Poets Against War continues the tradition of socially engaged poetry by creating venues for poetry as a voice against war, tyranny and oppression.
khalil nieves
57 years old
jerusalem, shaheeda, we have already won
shaheeda
it was on the day that his heart broke, that he just left the village, going nowhere particular, and when he returned he wrote his wife on the leaves of his heart.
listen, my love, it is cold and winter, and often, i miss you, but today we buried one more child in Karbala her name is shaheeda.
they say the breast milk her mother gave her was contaminated from the waters of the Euphrates where the raw sewage drains out into the river. this sewage plant was damaged during the Gulf invasion, and I have been told that the repair parts for the plant are on the list of sanctioned items.

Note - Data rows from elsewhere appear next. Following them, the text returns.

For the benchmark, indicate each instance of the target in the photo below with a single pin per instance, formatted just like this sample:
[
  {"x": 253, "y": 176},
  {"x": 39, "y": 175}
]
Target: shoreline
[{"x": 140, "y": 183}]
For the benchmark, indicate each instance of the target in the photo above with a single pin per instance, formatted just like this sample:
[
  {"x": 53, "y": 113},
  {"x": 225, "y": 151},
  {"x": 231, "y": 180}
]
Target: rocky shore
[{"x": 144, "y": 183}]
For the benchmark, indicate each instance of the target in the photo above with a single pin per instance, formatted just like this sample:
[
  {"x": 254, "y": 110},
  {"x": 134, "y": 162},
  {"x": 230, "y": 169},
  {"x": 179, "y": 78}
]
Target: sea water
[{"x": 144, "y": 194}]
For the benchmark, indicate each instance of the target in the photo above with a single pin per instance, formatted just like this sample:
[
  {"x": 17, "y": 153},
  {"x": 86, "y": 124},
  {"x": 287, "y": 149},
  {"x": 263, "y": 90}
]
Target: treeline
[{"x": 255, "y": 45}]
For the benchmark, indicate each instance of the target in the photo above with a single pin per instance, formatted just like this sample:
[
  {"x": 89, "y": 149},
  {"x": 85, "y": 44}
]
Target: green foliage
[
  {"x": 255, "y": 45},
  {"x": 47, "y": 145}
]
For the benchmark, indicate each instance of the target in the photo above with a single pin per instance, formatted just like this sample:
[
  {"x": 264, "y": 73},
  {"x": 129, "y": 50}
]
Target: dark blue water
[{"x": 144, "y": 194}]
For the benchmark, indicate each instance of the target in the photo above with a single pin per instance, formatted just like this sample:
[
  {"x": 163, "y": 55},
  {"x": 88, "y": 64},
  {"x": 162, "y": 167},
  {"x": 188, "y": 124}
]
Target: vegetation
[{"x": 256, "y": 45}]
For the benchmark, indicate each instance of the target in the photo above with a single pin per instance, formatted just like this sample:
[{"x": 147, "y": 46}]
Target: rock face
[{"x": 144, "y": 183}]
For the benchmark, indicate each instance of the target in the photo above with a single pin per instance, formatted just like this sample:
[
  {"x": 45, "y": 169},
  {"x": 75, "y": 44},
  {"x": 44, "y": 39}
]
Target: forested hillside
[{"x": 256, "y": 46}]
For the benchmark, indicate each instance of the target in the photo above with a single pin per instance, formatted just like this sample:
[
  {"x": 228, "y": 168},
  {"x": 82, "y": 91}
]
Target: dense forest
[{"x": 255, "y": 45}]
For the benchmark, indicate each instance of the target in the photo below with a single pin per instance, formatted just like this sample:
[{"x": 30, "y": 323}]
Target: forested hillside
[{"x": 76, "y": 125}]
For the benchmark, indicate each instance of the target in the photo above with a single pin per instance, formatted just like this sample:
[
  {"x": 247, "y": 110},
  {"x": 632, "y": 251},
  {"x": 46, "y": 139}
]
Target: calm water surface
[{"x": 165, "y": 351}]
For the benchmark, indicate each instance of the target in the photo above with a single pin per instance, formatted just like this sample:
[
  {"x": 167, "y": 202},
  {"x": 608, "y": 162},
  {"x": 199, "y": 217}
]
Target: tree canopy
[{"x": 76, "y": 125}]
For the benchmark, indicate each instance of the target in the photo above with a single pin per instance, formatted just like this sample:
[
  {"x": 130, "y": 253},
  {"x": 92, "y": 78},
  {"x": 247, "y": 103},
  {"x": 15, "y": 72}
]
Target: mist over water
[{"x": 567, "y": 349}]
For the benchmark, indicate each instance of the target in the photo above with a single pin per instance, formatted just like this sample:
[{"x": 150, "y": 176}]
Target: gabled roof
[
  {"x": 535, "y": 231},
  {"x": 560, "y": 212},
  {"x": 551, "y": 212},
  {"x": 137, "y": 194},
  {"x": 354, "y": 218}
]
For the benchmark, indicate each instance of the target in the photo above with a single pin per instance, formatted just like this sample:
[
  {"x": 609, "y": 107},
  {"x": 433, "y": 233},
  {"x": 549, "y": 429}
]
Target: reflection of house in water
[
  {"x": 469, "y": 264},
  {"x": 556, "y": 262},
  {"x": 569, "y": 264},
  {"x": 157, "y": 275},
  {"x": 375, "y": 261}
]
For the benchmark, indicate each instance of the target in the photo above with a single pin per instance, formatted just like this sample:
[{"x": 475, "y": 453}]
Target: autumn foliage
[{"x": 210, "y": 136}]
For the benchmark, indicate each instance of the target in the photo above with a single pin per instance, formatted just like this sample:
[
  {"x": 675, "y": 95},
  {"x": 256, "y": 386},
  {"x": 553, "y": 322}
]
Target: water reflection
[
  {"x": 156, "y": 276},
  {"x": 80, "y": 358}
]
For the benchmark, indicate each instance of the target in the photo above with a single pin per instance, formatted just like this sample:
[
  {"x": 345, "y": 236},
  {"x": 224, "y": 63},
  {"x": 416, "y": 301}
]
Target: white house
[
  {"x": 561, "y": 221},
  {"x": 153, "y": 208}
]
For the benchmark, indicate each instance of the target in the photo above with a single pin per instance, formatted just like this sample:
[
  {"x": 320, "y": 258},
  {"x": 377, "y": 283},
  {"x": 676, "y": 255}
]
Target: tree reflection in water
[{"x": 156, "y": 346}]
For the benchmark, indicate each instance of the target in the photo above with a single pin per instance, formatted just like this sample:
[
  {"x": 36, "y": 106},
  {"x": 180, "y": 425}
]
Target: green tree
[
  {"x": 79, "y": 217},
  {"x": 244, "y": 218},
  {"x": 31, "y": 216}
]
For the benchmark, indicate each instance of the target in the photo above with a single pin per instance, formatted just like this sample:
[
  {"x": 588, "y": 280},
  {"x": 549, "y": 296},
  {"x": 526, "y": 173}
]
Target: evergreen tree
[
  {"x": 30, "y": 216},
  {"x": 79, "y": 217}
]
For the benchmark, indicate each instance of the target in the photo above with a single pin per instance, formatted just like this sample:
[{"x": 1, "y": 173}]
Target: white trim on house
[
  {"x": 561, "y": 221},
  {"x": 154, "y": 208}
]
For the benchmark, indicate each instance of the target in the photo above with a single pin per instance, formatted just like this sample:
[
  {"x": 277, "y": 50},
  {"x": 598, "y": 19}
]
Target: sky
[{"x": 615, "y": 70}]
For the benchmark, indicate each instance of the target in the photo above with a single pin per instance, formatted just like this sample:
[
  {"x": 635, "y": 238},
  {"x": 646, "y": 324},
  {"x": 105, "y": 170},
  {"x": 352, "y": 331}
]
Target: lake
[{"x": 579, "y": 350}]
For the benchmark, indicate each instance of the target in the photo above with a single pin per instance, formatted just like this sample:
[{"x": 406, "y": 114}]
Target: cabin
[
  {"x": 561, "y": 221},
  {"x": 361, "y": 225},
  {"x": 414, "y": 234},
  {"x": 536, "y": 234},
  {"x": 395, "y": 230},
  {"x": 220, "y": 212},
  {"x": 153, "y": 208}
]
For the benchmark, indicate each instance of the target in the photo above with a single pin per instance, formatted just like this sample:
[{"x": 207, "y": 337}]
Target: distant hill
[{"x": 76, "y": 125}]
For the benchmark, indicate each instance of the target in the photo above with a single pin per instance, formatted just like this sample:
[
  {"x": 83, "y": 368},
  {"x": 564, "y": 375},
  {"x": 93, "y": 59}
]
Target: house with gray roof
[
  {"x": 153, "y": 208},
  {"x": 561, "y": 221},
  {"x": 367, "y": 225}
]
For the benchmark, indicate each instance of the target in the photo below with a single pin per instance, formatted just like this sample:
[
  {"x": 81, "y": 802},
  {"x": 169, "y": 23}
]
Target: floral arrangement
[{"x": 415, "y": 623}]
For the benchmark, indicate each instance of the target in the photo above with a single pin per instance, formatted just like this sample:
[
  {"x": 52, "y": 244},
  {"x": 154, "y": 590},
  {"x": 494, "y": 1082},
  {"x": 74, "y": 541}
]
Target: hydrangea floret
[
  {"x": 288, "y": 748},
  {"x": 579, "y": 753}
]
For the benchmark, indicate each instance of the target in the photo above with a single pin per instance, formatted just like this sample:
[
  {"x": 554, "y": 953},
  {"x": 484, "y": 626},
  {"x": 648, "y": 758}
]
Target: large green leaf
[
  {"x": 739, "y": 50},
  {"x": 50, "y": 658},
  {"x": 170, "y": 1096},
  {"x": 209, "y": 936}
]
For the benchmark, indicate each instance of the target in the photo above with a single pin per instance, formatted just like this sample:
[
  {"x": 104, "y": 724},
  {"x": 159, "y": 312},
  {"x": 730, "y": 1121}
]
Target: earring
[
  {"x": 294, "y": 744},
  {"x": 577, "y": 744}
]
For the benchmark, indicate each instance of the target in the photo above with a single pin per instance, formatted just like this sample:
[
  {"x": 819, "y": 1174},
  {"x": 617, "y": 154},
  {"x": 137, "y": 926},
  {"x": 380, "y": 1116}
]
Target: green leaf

her mother told me that shaheeda wanted to be a teacher, that she wanted to teach young children how to forget air raid sirens, bombs falling, buildings collapsing, the shrieking shrill songs of young children in the intensive care unit as they slowly slipped away.
her mother told me shaheeda had a shy smile, and that the right eye was smaller than the left, that one leg was shorter than the other, but shaheeda had a shy smile, saying, there are others whose eyes have not tasted sunlight, there are others attached to machines. shaheeda had a shy smile, saved her cookies to give to her brother, Ayat pulled the cat’s tail, laughed when her father, rashid twirled her in the air.
listen, my love, it is cold and winter but, did I tell you, how shaheeda left so slowly
first she stopped running, then there was the fever, then the aches.
my love, it is cold. shaheeda never cried though I did. even at the edge of death there was a weak, shy smile.
my love,
after shaeeda died, i broke heart, left our village, and wandered out into the desert of karbala.
jerusalem
my heart, today reminds me of the first day of our honeymoon. the olive flowers are blossoming. rain falls lightly.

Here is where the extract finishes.